Jiménez-Franco Andrea, Jiménez-Aguilar Juan Manuel, Canela-Capdevila Marta, García-Pablo Raquel, Castañé Helena, Martínez-Navidad Cristian, Araguas Pablo, Malavé Bárbara, Benavides-Villarreal Rocío, Acosta Johana C, Onoiu Alina Iuliana, Somaiah Navita, Camps Jordi, Joven Jorge, Arenas Meritxell
Unitat de Recerca Biomèdica, Hospital Universitari Sant Joan de Reus, Institut d'Investigació Sanitària Pere Virgili, Universitat Rovira i Virgili, Av. Dr. Josep Laporte 2, 43204 Reus, Spain.
Department of Radiation Oncology, Hospital Universitari Sant Joan de Reus, Institut d'Investigació Sanitària Pere Virgili, Universitat Rovira i Virgili, Av. Dr. Josep Laporte 2, 43204 Reus, Spain.
Biomedicines. 2024 Sep 26;12(10):2196. doi: 10.3390/biomedicines12102196.

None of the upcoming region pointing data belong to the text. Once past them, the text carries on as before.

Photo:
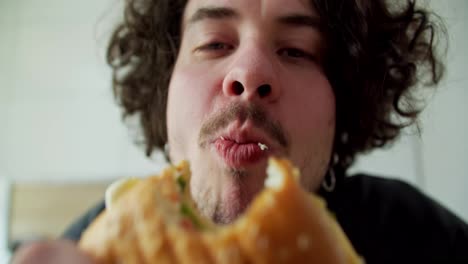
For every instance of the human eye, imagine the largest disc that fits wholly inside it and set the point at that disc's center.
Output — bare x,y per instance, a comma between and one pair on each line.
215,46
296,53
214,49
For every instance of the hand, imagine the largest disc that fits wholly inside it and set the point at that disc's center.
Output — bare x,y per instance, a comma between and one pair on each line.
59,251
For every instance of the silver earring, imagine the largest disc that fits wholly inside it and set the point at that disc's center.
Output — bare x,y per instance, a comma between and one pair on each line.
166,151
330,185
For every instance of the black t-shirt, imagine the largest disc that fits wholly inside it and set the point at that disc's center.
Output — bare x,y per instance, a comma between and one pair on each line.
387,221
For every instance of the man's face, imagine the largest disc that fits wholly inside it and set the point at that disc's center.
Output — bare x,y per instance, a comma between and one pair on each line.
248,72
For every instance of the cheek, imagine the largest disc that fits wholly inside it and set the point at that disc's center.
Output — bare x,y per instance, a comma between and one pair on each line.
189,100
311,123
311,109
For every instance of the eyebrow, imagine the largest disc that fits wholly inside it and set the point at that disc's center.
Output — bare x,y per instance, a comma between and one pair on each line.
300,20
213,13
219,13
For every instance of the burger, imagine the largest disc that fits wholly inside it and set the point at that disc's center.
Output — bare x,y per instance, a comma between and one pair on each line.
155,220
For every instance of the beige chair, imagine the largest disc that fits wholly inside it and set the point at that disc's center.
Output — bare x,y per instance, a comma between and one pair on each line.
45,210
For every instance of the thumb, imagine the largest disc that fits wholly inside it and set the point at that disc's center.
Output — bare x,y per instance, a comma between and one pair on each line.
51,252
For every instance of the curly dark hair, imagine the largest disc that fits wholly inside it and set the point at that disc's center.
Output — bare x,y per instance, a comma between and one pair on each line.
377,54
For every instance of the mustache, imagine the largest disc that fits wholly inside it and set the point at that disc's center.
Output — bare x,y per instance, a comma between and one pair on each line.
243,112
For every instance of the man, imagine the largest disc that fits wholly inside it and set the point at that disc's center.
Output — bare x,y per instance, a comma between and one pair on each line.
315,81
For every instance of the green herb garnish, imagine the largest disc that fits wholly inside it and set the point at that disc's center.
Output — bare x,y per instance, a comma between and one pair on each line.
187,211
182,183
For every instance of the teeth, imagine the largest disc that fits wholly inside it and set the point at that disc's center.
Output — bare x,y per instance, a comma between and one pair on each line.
262,146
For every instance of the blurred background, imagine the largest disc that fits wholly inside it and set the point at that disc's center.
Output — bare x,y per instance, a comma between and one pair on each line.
62,140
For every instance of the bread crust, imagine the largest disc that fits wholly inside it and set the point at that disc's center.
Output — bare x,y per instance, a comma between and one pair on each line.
284,224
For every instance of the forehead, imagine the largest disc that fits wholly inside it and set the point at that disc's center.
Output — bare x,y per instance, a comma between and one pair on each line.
258,9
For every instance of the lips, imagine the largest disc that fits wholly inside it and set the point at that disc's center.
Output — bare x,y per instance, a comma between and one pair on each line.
241,152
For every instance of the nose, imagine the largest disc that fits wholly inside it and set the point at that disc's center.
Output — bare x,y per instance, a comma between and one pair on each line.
252,75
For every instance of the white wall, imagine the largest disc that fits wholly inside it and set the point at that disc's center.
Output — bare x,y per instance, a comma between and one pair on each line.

: The management of early breast cancer (BC) includes surgery, followed by adjuvant radiotherapy, chemotherapy, hormone therapy, or immunotherapy. However, the influence of these interventions in metabolic reprogramming remains unknown. This study explored alterations in the plasma metabolome of BC patients following distinct treatments to deepen our understanding of BC pathophysiology, outcomes, and the identification of potential biomarkers. : We included 52 women diagnosed with BC and candidates for surgery as primary oncological treatment. Blood samples were collected at diagnosis, two weeks post-surgery, and one month post-radiotherapy. Plasma samples from 49 healthy women served as controls. Targeted metabolomics assessed 74 metabolites spanning carbohydrates, amino acids, lipids, nucleotide pathways, energy metabolism, and xenobiotic biodegradation. : Before treatment, the BC patients exhibited notable changes in carbohydrate, nucleotide, lipid, and amino acid metabolism. We noticed a gradual restoration of specific metabolite levels (hypoxanthine, 3-phosphoglyceric acid, xylonic acid, and maltose) throughout different treatments, suggesting a normalization of the nucleotide and carbohydrate metabolic pathways. Moreover, we observed increased dodecanoic acid concentrations, a metabolite associated with cancer protection. These variations distinguished patients from controls with high specificity and sensitivity. : Our preliminary study suggests that oncological treatments modify the metabolism of patients towards a favorable profile with a decrease in the pathways that favor cell proliferation and an increase in the levels of anticancer molecules. These findings emphasize the pivotal role of metabolomics in recognizing the biological pathways influenced by each cancer treatment and the resulting metabolic consequences. Furthermore, it aids in identifying potential biomarkers for disease onset and progression.
早期乳腺癌(BC)的治疗包括手术,随后进行辅助放疗、化疗、激素治疗或免疫治疗。然而,这些干预措施对代谢重编程的影响尚不清楚。本研究探讨了不同治疗后BC患者血浆代谢组的变化,以加深我们对BC病理生理学、预后的理解,并确定潜在的生物标志物。
我们纳入了52名被诊断为BC且拟接受手术作为主要肿瘤治疗的女性。在诊断时、术后两周和放疗后一个月采集血样。49名健康女性的血浆样本作为对照。靶向代谢组学评估了74种代谢物,涵盖碳水化合物、氨基酸、脂质、核苷酸途径、能量代谢和外源性生物降解。
治疗前,BC患者在碳水化合物、核苷酸、脂质和氨基酸代谢方面表现出显著变化。我们注意到在不同治疗过程中特定代谢物水平(次黄嘌呤、3-磷酸甘油酸、木糖酸和麦芽糖)逐渐恢复,表明核苷酸和碳水化合物代谢途径正常化。此外,我们观察到十二烷酸浓度增加,这是一种与癌症保护相关的代谢物。这些差异以高特异性和敏感性区分了患者与对照。
我们的初步研究表明,肿瘤治疗使患者的代谢朝着有利的方向改变,有利于细胞增殖的途径减少,抗癌分子水平增加。这些发现强调了代谢组学在识别每种癌症治疗影响的生物途径及其产生的代谢后果方面的关键作用。此外,它有助于识别疾病发生和进展的潜在生物标志物。